Frequently Asked Questions: AI in Freight Brokerages
What tasks should freight brokerages automate with AI?
Freight brokerages would benefit from starting by automating document processing, data extraction, back-office accounting workflows, meeting notes, internal knowledge management, and more. These tasks are repetitive and rule-based, making them low-risk, high-ROI candidates for AI. This frees up brokers to focus on relationships and complex, creative problem-solving.
Should freight brokerages automate rate negotiation?
Not entirely. Rate negotiation in freight brokerage should remain human-led. It involves carrier relationships, historical trust, urgency, and context that AI tools can’t replicate. Knowing when to flex on a rate because of a long-term carrier relationship, for example, requires judgment that goes beyond data.
Will AI replace freight brokers?
Unlikely in the near term. AI is best used to remove non-human work so brokers can focus on service, relationships, and complex problem-solving. These are areas where human skills remain essential.
What’s the biggest mistake brokerages make with AI adoption?
The biggest mistake freight brokerages make with AI adoption is automating customer-facing or relationship-driven areas of the business before addressing internal inefficiencies first. Back-office and administrative automation often offers faster, lower-risk ROI. Moving too quickly into sales outreach or recruiting automation risks eroding the human experience that differentiates strong brokerages.

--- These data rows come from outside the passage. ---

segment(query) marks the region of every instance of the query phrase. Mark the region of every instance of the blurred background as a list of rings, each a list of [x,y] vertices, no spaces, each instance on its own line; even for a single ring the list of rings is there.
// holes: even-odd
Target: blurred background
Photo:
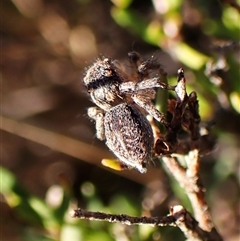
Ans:
[[[183,67],[216,145],[201,159],[213,222],[239,240],[240,1],[3,0],[1,240],[184,240],[177,228],[73,220],[69,211],[191,211],[161,160],[147,174],[101,166],[112,157],[86,115],[82,84],[99,56],[157,58],[170,84]]]

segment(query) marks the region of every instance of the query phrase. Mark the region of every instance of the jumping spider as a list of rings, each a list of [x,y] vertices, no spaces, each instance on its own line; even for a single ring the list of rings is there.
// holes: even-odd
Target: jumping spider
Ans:
[[[106,140],[122,167],[145,173],[152,159],[154,137],[141,108],[168,128],[152,100],[156,88],[173,87],[161,82],[158,76],[150,77],[150,71],[159,68],[155,60],[141,61],[136,52],[128,56],[135,75],[127,74],[109,58],[99,58],[88,68],[83,81],[98,106],[89,108],[88,116],[96,121],[97,138]]]

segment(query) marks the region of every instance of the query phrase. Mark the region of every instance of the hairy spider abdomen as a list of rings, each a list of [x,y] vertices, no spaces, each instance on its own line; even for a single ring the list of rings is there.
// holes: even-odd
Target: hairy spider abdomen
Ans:
[[[154,144],[152,127],[135,106],[123,103],[105,114],[106,145],[125,165],[146,172]]]

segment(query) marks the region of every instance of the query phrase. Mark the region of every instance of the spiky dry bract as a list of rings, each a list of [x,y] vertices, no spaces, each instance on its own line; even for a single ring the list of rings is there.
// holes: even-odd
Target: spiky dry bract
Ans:
[[[146,117],[126,103],[111,108],[104,121],[106,144],[129,167],[146,172],[154,138]]]

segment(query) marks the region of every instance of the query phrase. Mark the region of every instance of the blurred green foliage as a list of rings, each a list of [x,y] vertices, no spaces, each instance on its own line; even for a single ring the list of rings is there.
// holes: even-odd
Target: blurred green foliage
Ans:
[[[77,2],[79,2],[78,6],[81,8],[91,1]],[[226,51],[224,47],[221,48],[224,44],[219,45],[219,51],[211,52],[208,47],[205,46],[206,48],[204,48],[204,42],[197,42],[194,36],[192,36],[193,42],[191,42],[189,41],[191,36],[188,36],[189,38],[185,36],[186,38],[184,38],[184,34],[181,35],[175,31],[180,26],[188,25],[190,30],[196,28],[200,32],[198,40],[204,41],[207,39],[207,44],[213,43],[215,40],[227,43],[238,42],[240,24],[238,11],[229,5],[222,4],[220,7],[218,6],[221,13],[218,16],[211,16],[209,1],[195,1],[195,5],[189,8],[194,9],[197,23],[194,23],[195,19],[192,16],[193,25],[191,25],[191,20],[186,20],[186,16],[182,15],[185,1],[162,1],[167,4],[167,10],[158,12],[156,6],[155,9],[152,7],[151,13],[156,15],[152,18],[151,15],[145,15],[142,11],[138,11],[138,8],[134,7],[137,5],[136,2],[136,0],[112,0],[113,5],[109,10],[112,21],[129,31],[134,38],[143,40],[146,45],[150,44],[162,48],[173,59],[185,66],[187,81],[189,81],[188,92],[197,91],[200,114],[203,120],[215,118],[217,115],[216,109],[223,109],[227,112],[226,115],[231,113],[231,116],[233,116],[233,119],[230,118],[232,120],[228,117],[224,119],[224,121],[228,120],[229,123],[221,124],[220,121],[221,125],[215,128],[220,148],[219,152],[214,155],[216,161],[213,168],[214,172],[211,177],[204,180],[209,188],[209,193],[212,193],[212,190],[213,193],[216,192],[227,180],[233,193],[237,196],[236,190],[239,185],[239,173],[237,171],[239,168],[239,133],[234,133],[228,127],[233,125],[234,116],[240,113],[239,56],[231,48]],[[193,13],[190,11],[190,14]],[[200,37],[203,35],[204,37],[201,39]],[[223,70],[227,76],[227,83],[216,84],[216,82],[211,81],[212,76],[206,75],[206,66],[208,63],[217,66],[221,59],[226,65]],[[168,80],[170,84],[174,84],[176,75],[169,76]],[[218,118],[220,119],[217,120],[221,120],[222,115],[219,115]],[[209,165],[213,164],[210,163]],[[69,211],[76,208],[77,202],[73,197],[71,186],[59,186],[62,196],[58,200],[58,204],[52,206],[47,203],[46,198],[41,199],[29,193],[21,185],[21,181],[17,180],[15,174],[4,167],[0,169],[0,175],[1,193],[6,203],[17,218],[24,222],[22,237],[19,240],[111,241],[122,238],[121,240],[150,241],[176,240],[176,237],[178,237],[178,240],[184,240],[180,231],[174,228],[124,227],[121,224],[73,220],[69,216]],[[234,180],[234,182],[229,182],[229,180]],[[189,201],[178,183],[171,180],[171,186],[178,200],[181,200],[181,203],[190,210]],[[51,187],[49,187],[50,189]],[[133,216],[141,215],[141,200],[136,203],[131,195],[128,196],[125,193],[124,195],[114,195],[106,205],[97,195],[95,186],[91,182],[83,183],[79,192],[81,192],[86,203],[85,209],[87,210],[125,213]],[[216,199],[208,193],[207,198],[210,205],[216,202]],[[233,200],[233,203],[236,202],[237,197]]]

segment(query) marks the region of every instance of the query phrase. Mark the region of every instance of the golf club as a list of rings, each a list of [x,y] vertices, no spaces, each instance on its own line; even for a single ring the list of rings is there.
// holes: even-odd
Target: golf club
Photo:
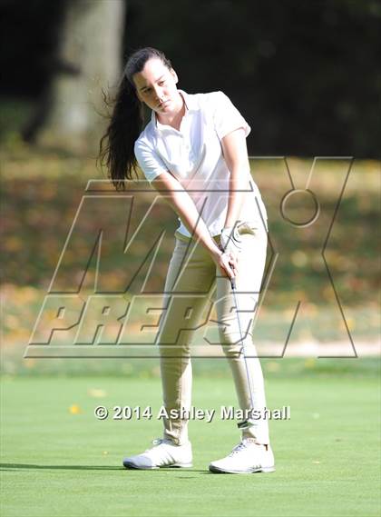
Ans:
[[[243,339],[242,325],[240,323],[240,318],[239,318],[239,303],[238,303],[238,296],[237,296],[237,291],[236,291],[237,285],[236,285],[236,279],[235,278],[230,278],[230,284],[231,284],[231,291],[233,293],[234,304],[236,307],[237,321],[238,321],[238,324],[239,324],[239,337],[240,337],[240,343],[241,343],[241,349],[240,349],[239,353],[243,354],[243,360],[245,362],[246,375],[248,377],[249,390],[250,392],[251,409],[254,409],[253,389],[252,389],[252,385],[251,385],[251,378],[249,375],[245,341]],[[245,420],[244,422],[239,423],[238,424],[238,427],[239,427],[239,429],[247,429],[248,427],[249,427],[249,424],[250,424],[250,421],[249,421],[249,419],[248,419],[248,420]]]

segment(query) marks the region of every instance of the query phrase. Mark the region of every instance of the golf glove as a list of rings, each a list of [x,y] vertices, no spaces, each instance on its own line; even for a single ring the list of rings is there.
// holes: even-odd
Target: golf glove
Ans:
[[[237,224],[234,228],[223,228],[220,240],[220,247],[225,253],[239,253],[241,240]]]

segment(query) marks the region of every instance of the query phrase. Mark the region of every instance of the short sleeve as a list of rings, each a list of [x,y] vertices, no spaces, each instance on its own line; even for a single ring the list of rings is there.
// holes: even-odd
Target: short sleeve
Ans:
[[[220,140],[239,127],[245,130],[245,136],[248,136],[251,131],[251,127],[228,95],[223,92],[213,93],[212,104],[214,126]]]
[[[150,183],[161,173],[168,171],[164,162],[155,150],[150,148],[150,146],[143,142],[139,140],[135,142],[134,153],[139,166]]]

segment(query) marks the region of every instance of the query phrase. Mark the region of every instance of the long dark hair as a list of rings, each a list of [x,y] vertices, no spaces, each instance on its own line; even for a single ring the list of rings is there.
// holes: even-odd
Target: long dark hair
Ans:
[[[133,152],[135,141],[141,134],[144,118],[143,105],[139,100],[132,76],[142,72],[149,59],[159,58],[169,70],[172,65],[162,52],[147,46],[135,51],[127,60],[114,99],[108,100],[103,91],[103,100],[113,106],[110,124],[99,144],[101,167],[105,165],[108,177],[116,190],[125,190],[125,181],[138,177],[137,162]]]

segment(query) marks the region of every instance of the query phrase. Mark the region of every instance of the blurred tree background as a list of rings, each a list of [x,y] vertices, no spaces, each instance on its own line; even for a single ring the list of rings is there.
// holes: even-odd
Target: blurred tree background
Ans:
[[[379,2],[3,0],[0,14],[7,343],[27,343],[87,182],[105,177],[94,160],[106,124],[102,88],[112,91],[126,56],[145,45],[166,53],[185,91],[224,91],[252,127],[249,153],[290,157],[299,188],[305,188],[313,156],[355,157],[345,184],[345,168],[330,161],[319,167],[315,186],[331,214],[338,209],[326,259],[348,328],[355,343],[374,343],[380,278]],[[335,293],[321,281],[322,274],[327,277],[318,254],[328,228],[326,234],[311,228],[303,246],[294,249],[293,229],[285,229],[279,219],[287,165],[276,159],[251,164],[268,207],[272,244],[277,249],[282,241],[288,259],[277,264],[278,276],[288,279],[290,290],[303,283],[311,295],[305,311],[312,333],[327,341],[345,338]],[[339,206],[337,185],[345,186]],[[95,214],[86,222],[83,246],[94,244],[103,218]],[[165,207],[155,221],[170,235],[176,227]],[[158,257],[158,285],[172,244],[165,240]],[[107,273],[111,286],[125,267],[114,253]],[[142,253],[138,249],[128,260],[139,262]],[[75,276],[77,254],[65,258],[66,273]],[[269,246],[267,271],[272,258]],[[93,272],[89,275],[93,278]],[[281,342],[292,319],[288,291],[276,287],[266,293],[259,341]],[[303,327],[299,337],[310,339],[310,331]]]
[[[69,13],[72,39],[78,30],[90,40],[90,75],[97,61],[98,69],[108,66],[110,52],[124,60],[140,46],[157,46],[184,90],[220,89],[232,98],[251,122],[252,154],[379,156],[379,1],[126,0],[122,9],[115,1],[3,0],[0,8],[3,133],[23,123],[24,134],[35,136],[57,75],[86,72],[75,49],[63,59]],[[105,42],[119,37],[122,25],[123,43],[107,57]],[[20,98],[32,112],[39,101],[38,116],[17,108]]]

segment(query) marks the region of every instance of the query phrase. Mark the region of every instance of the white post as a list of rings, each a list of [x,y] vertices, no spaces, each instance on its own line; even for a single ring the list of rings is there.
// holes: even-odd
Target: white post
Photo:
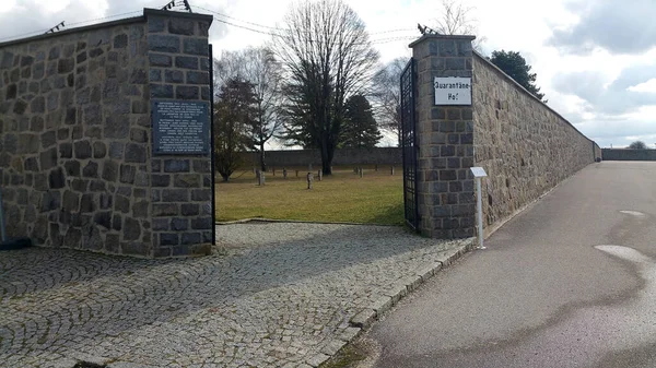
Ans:
[[[7,228],[4,227],[4,212],[2,212],[2,188],[0,188],[0,241],[7,241]]]
[[[473,174],[473,179],[476,180],[476,202],[478,204],[478,233],[479,233],[479,248],[485,249],[483,247],[483,193],[481,192],[481,178],[488,176],[488,173],[482,167],[471,167],[471,174]]]
[[[479,249],[485,249],[483,246],[483,199],[481,193],[481,178],[476,178],[476,197],[478,202],[478,227],[479,227]]]

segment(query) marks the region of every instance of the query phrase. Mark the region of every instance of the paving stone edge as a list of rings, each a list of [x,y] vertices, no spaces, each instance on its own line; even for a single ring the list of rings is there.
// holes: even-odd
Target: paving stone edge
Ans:
[[[398,286],[395,286],[391,292],[384,293],[385,295],[368,308],[363,309],[351,318],[351,327],[361,329],[361,332],[371,327],[375,320],[379,319],[380,316],[390,310],[391,307],[399,302],[399,300],[435,275],[440,270],[450,265],[455,260],[462,257],[462,254],[475,249],[477,244],[476,239],[477,238],[467,238],[458,240],[459,245],[454,249],[446,250],[440,261],[435,262],[433,265],[417,270],[413,276],[401,280]],[[355,337],[356,336],[353,336],[351,340]]]
[[[440,270],[450,265],[465,253],[476,249],[477,238],[467,238],[458,240],[458,242],[459,245],[457,247],[444,251],[444,256],[441,257],[440,261],[432,265],[418,269],[413,276],[401,280],[397,285],[393,286],[391,290],[384,293],[384,295],[374,301],[368,308],[365,308],[358,314],[353,316],[349,321],[351,328],[349,328],[350,331],[348,335],[342,335],[344,346],[360,336],[364,330],[372,325],[372,323],[388,312],[409,293],[417,289],[421,284],[434,276]],[[318,356],[308,359],[306,363],[312,367],[320,367],[321,364],[329,358],[330,357],[325,354],[319,354]]]

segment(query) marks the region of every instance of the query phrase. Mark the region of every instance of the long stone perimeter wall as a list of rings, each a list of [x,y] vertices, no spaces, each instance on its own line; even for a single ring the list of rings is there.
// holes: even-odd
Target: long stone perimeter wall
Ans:
[[[656,150],[604,149],[605,161],[656,161]]]
[[[143,257],[210,251],[210,155],[153,156],[150,112],[152,99],[210,99],[211,22],[147,9],[0,44],[11,236]]]
[[[601,157],[601,150],[480,55],[473,55],[475,166],[484,225],[512,216]]]

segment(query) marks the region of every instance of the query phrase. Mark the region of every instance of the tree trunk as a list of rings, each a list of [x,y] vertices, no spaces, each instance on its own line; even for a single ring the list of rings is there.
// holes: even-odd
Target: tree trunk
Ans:
[[[265,143],[260,143],[260,167],[262,171],[267,170],[267,163],[265,161]]]
[[[324,175],[332,175],[332,155],[330,147],[328,146],[328,139],[321,140],[321,171]]]

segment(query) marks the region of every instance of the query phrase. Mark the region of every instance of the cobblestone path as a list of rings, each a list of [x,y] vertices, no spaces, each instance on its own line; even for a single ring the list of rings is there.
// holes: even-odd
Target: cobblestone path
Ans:
[[[199,259],[0,252],[0,367],[317,366],[354,314],[456,246],[383,226],[216,234],[225,250]]]

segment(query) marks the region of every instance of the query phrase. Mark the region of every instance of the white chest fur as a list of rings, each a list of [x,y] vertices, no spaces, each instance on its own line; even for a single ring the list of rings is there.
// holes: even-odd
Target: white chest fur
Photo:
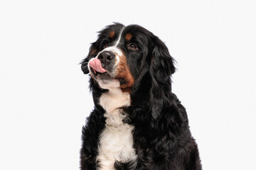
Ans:
[[[122,122],[125,115],[120,108],[130,105],[128,93],[122,93],[119,88],[113,88],[100,98],[100,104],[106,110],[105,128],[100,137],[99,154],[97,157],[98,169],[115,169],[116,161],[126,162],[137,159],[133,148],[133,126]]]

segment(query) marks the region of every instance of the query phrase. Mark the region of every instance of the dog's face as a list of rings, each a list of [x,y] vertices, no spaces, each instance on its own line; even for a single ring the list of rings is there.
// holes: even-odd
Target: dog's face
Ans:
[[[90,63],[95,59],[100,62]],[[90,72],[102,89],[120,87],[130,92],[144,74],[149,73],[152,81],[165,83],[175,67],[165,45],[149,30],[115,23],[100,32],[82,70]]]

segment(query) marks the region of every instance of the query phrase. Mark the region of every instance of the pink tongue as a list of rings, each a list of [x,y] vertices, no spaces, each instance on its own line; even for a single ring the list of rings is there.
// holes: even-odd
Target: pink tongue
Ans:
[[[98,59],[94,59],[92,61],[90,61],[89,65],[94,69],[94,71],[100,73],[107,72],[107,71],[105,69],[103,69],[102,67],[101,66],[100,61]]]

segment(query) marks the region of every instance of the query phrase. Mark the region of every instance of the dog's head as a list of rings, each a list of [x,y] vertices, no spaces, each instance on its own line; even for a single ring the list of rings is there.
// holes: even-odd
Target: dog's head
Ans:
[[[151,99],[148,99],[154,100],[162,97],[159,90],[161,86],[171,86],[175,67],[166,46],[158,37],[137,25],[125,27],[114,23],[100,32],[82,62],[82,70],[90,74],[94,79],[91,84],[102,89],[119,87],[131,94],[144,84],[152,94],[149,95]]]

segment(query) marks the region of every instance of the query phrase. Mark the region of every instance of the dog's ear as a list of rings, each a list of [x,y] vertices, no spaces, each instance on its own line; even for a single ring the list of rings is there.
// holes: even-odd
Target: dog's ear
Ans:
[[[85,58],[81,64],[81,69],[84,74],[88,74],[89,73],[89,69],[88,69],[88,62],[91,58],[95,57],[97,54],[98,47],[97,45],[97,42],[92,43],[89,54],[86,58]]]
[[[157,82],[166,83],[175,72],[174,60],[167,47],[158,37],[154,38],[153,43],[151,74]]]
[[[159,116],[163,108],[168,105],[171,93],[171,75],[175,72],[174,60],[164,43],[155,37],[153,40],[149,73],[152,79],[150,104],[152,117]]]

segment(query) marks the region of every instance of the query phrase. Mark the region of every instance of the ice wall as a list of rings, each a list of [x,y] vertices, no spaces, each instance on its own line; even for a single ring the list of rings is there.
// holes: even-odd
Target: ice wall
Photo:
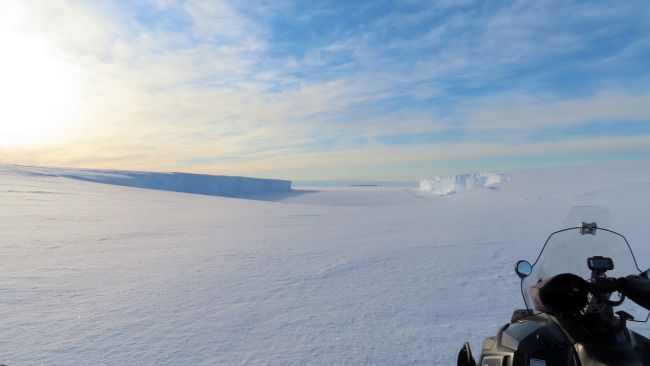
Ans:
[[[506,178],[503,173],[442,175],[420,180],[420,190],[431,191],[438,195],[447,195],[470,189],[494,187],[504,180]]]
[[[11,167],[20,174],[65,177],[88,182],[164,191],[225,197],[250,197],[266,193],[290,192],[291,181],[237,176],[153,173],[121,170],[58,169]]]

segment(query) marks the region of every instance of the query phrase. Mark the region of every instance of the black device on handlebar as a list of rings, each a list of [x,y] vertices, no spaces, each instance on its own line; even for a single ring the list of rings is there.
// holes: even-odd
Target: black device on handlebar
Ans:
[[[597,255],[587,259],[587,266],[592,271],[611,271],[614,269],[614,261],[612,258]]]

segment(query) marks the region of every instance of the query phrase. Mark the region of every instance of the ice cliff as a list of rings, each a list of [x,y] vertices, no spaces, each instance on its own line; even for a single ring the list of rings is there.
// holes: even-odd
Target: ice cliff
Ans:
[[[506,177],[503,173],[442,175],[420,180],[420,190],[431,191],[438,195],[448,195],[470,189],[495,187],[505,180]]]
[[[279,179],[191,173],[154,173],[22,166],[5,167],[5,169],[33,176],[64,177],[87,182],[210,196],[245,198],[266,193],[291,191],[291,181]]]

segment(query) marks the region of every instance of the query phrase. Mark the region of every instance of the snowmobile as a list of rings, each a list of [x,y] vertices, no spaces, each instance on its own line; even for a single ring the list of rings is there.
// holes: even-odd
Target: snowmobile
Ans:
[[[567,220],[593,212],[608,216],[581,207]],[[526,308],[483,341],[478,365],[650,365],[650,339],[628,328],[650,317],[650,270],[639,269],[625,236],[607,225],[580,221],[555,231],[533,264],[516,263]],[[477,365],[468,342],[457,365]]]

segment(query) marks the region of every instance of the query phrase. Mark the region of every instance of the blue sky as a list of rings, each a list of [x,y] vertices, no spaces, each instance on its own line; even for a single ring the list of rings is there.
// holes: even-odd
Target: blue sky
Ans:
[[[43,54],[72,91],[38,139],[2,116],[3,162],[395,180],[650,158],[644,1],[4,6],[12,75]]]

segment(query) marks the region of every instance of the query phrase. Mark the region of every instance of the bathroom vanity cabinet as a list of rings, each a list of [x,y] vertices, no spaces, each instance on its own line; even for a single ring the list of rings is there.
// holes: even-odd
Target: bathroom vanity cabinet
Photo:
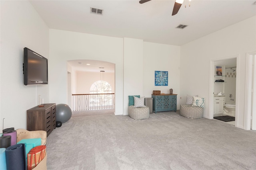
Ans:
[[[224,97],[214,97],[213,102],[213,115],[217,115],[223,113]]]

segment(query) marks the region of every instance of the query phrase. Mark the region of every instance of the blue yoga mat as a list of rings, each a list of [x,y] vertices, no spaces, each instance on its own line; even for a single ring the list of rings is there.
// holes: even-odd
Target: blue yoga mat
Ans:
[[[0,170],[6,170],[6,159],[4,148],[0,149]]]
[[[7,170],[26,170],[25,144],[16,144],[5,150]]]

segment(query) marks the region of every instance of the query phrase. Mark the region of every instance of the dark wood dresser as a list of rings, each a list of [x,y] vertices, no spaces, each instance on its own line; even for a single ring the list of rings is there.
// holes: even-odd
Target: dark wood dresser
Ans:
[[[27,130],[45,131],[48,136],[56,127],[56,104],[44,105],[27,110]]]

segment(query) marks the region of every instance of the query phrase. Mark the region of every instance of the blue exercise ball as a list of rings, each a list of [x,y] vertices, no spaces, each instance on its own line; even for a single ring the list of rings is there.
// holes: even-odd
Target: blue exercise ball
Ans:
[[[65,123],[69,120],[72,115],[72,110],[68,105],[58,104],[56,105],[56,122]]]

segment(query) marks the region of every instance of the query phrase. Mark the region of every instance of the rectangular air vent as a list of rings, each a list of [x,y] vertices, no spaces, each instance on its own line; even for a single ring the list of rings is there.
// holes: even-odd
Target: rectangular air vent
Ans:
[[[187,27],[188,25],[185,25],[180,24],[178,27],[176,27],[176,28],[180,28],[180,29],[183,29],[186,27]]]
[[[103,10],[100,10],[100,9],[97,9],[91,7],[91,13],[102,15],[103,13]]]

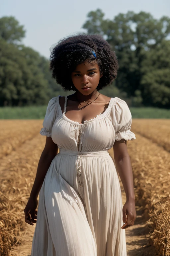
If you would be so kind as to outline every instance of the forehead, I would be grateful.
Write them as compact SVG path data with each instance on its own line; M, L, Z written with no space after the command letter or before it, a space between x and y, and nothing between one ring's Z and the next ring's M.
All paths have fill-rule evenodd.
M88 61L85 60L83 62L78 64L76 68L77 70L77 68L81 68L83 69L89 69L89 68L95 67L96 68L99 68L99 66L96 62L95 60L92 60L90 62Z

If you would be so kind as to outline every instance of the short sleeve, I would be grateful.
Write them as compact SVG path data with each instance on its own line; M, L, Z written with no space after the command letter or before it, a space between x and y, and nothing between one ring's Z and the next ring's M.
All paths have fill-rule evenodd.
M132 116L127 103L117 97L114 98L113 107L113 122L116 133L116 140L124 139L126 140L133 140L135 134L130 130Z
M57 97L51 99L48 102L46 113L42 123L43 128L40 132L41 135L51 137L51 130L57 112L56 99Z

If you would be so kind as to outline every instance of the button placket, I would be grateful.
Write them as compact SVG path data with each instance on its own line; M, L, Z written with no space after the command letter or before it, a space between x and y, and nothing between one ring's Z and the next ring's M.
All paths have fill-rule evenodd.
M80 187L83 186L83 183L81 181L80 177L81 175L81 171L80 169L81 165L81 155L79 155L78 156L78 158L76 162L77 168L77 177L78 179L78 183Z

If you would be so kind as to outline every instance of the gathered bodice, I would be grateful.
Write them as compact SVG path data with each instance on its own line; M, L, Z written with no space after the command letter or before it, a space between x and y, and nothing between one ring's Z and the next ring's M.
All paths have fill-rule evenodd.
M102 113L83 123L68 118L65 115L67 98L64 112L59 103L59 97L49 101L40 133L51 137L59 148L86 152L108 150L115 140L135 139L130 130L132 119L126 102L118 97L112 98Z

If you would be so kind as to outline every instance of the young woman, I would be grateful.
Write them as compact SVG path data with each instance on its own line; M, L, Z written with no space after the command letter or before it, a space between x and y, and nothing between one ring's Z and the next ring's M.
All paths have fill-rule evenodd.
M136 217L126 141L135 137L125 102L98 91L116 77L115 53L100 36L71 36L53 48L50 67L75 93L49 101L40 132L45 145L24 209L37 222L32 256L126 256L125 229Z

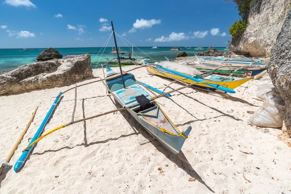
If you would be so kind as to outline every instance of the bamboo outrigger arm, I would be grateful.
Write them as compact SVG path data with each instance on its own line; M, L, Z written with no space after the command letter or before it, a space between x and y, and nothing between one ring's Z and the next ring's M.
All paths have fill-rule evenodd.
M107 85L106 85L106 84L103 81L104 81L104 79L100 79L100 80L98 80L98 81L102 81L102 83L103 83L103 84L104 84L106 86L106 89L108 90L110 92L111 92L111 91L110 91L110 90L109 90L109 89L107 87ZM97 82L97 81L95 81L94 82ZM157 97L152 97L151 98L149 98L148 100L149 101L152 101L152 100L153 100L155 99L159 98L161 97L163 97L165 96L166 95L167 95L168 94L170 94L171 93L172 93L173 92L176 92L177 91L182 90L182 89L183 89L184 88L186 88L187 87L191 87L191 86L193 86L193 85L194 85L195 84L196 84L197 83L209 83L209 82L208 81L201 81L201 82L195 82L195 83L191 83L191 84L185 84L185 85L184 85L183 86L180 87L178 88L177 89L176 89L175 90L171 90L171 91L169 91L168 92L164 93L164 94L161 94L160 95L158 95ZM88 84L89 83L87 83ZM75 88L75 87L74 87L73 88ZM58 130L59 130L59 129L61 129L64 128L65 128L66 127L69 126L70 125L73 125L73 124L76 124L76 123L80 123L81 122L84 121L85 121L85 120L89 120L89 119L92 119L94 118L97 118L97 117L98 117L101 116L103 116L103 115L106 115L106 114L110 114L111 113L115 113L115 112L118 112L118 111L123 111L123 110L125 110L127 109L131 109L131 108L133 108L134 107L136 107L136 106L138 106L139 105L139 104L138 103L135 103L134 104L132 104L132 105L131 105L130 106L129 106L128 107L122 107L121 108L120 108L120 109L115 109L115 110L112 110L112 111L108 111L108 112L106 112L106 113L100 113L100 114L96 114L96 115L95 115L89 117L84 118L82 118L82 119L81 119L77 120L77 121L75 121L74 122L74 123L69 122L69 123L65 124L65 125L62 125L62 126L61 126L60 127L57 127L56 128L52 130L51 130L48 131L48 132L47 132L47 133L45 133L44 134L43 134L43 135L42 135L38 139L35 140L35 141L34 141L34 142L32 142L28 146L27 146L26 147L25 147L23 149L23 150L22 151L22 152L25 151L26 150L27 150L27 149L29 148L32 146L33 146L34 144L36 144L37 142L39 142L42 139L43 139L45 137L46 137L46 136L48 135L49 134L52 133L52 132L53 132L54 131L57 131Z
M128 71L126 71L126 72L127 72L127 72L129 72L129 71L133 71L133 70L135 70L136 69L138 69L138 68L141 68L141 67L145 67L146 66L146 66L146 65L141 65L141 66L139 66L138 67L134 67L134 68L132 68L131 69L130 69L130 70L129 70ZM105 79L101 79L101 80L103 80L103 81L105 80ZM97 81L91 81L91 82L88 82L88 83L83 83L82 84L77 85L77 87L78 87L83 86L84 85L88 85L88 84L89 84L90 83L95 83L95 82L99 82L99 81L101 81L101 80L97 80ZM60 96L63 95L66 92L68 92L70 90L73 90L73 89L75 89L75 87L74 87L71 88L70 89L68 89L65 91L64 92L63 92L60 95L59 95L57 97L59 97Z

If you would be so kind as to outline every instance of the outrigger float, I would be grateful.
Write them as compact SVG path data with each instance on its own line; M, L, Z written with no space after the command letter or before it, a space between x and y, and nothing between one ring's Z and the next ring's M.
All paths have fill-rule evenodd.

How is AI changing freight brokerage?
AI is changing freight brokerages in several ways. First, by automating the repetitive, administrative work that used to consume broker time, things like document processing, data extraction, and back-office workflows. That shift is freeing brokers to focus on what actually moves the needle: carrier relationships, customer service, and complex problem-solving.
At the same time, AI is lowering the barrier to freight tech. Capabilities that once required enterprise-level investment are now more accessible to smaller, more agile brokerages. This means the competitive edge is shifting away from who has the biggest tools or largest budget and toward who use the tools best.